- Born: Kelli Ann Erdmann Marysville, Washington, U.S.
- Education: Pilchuck Dance Academy, Marysville Olympic Ballet, Edmonds Westlake Dance Center, Shoreline
- Alma mater: Edge Performing Arts Center, Los Angeles
- Occupations: Social media personality, dancer, choreographer, actress
- Years active: 2012–present
- Notable work: Lou Ann in Hairspray Live!
- Website: www.kellierdmann.com

= Kelli Erdmann =

American social media personality

Kelli Erdmann is an American social media personality, professional dancer, choreographer and actress, known for her synchronized sticker cutout and shuffle dance-clips that went viral on social media platforms such as TikTok and Instagram during the COVID-19 pandemic. She had previously made several uncredited appearances, mostly as a dancer on numerous television shows, including Mobbed, Bunheads, Glee and The Goldbergs before being cast as Lou Ann in the 2016 American television special Hairspray Live! and as Clara in the 2016 American sitcom Fuller House.
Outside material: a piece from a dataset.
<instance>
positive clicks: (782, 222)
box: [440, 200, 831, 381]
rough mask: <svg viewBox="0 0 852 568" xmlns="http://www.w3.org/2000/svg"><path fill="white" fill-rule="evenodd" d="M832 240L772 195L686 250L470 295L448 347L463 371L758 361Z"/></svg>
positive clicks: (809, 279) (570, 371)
== Early life and education ==
Erdmann was born in Marysville, Washington, United States. She started dancing at the age of five and trained in dance academies such as Pilchuck Dance Academy in Marysville, Olympic Ballet in Edmonds and in Westlake Dance Center in Shoreline. After graduating from high school in 2010, she moved to Los Angeles and enrolled in Edge Performing Center's scholarship program, where she mastered ballet, jazz, hip-hop, tap and other genres of dance.

== Career ==

=== Television shows ===
Erdmann's first engagement with television segments came in 2012 when she got a minor uncredited role as a backup singer in an episode of 2010 American sitcom Victorious. She subsequently got small roles, mostly as a dancer in episodes of shows like Jane the Virgin, Fuller House, Glee, Good Trouble, Mobbed, Bunheads, Mighty Med, etc.

=== Filmography ===
Erdmann's debut in the film industry began after being cast as the Young American Dancer in the 2013 American biographical film Behind the Candelabra. She was most famously cast as Lou Ann in the 2016 American musical film Hairspray Live! and as Freshman Tag Along in the 2020 film Valley Girl.

=== Live theater ===
Erdmann also danced in the ensemble cast of the Broadway show, Wicked.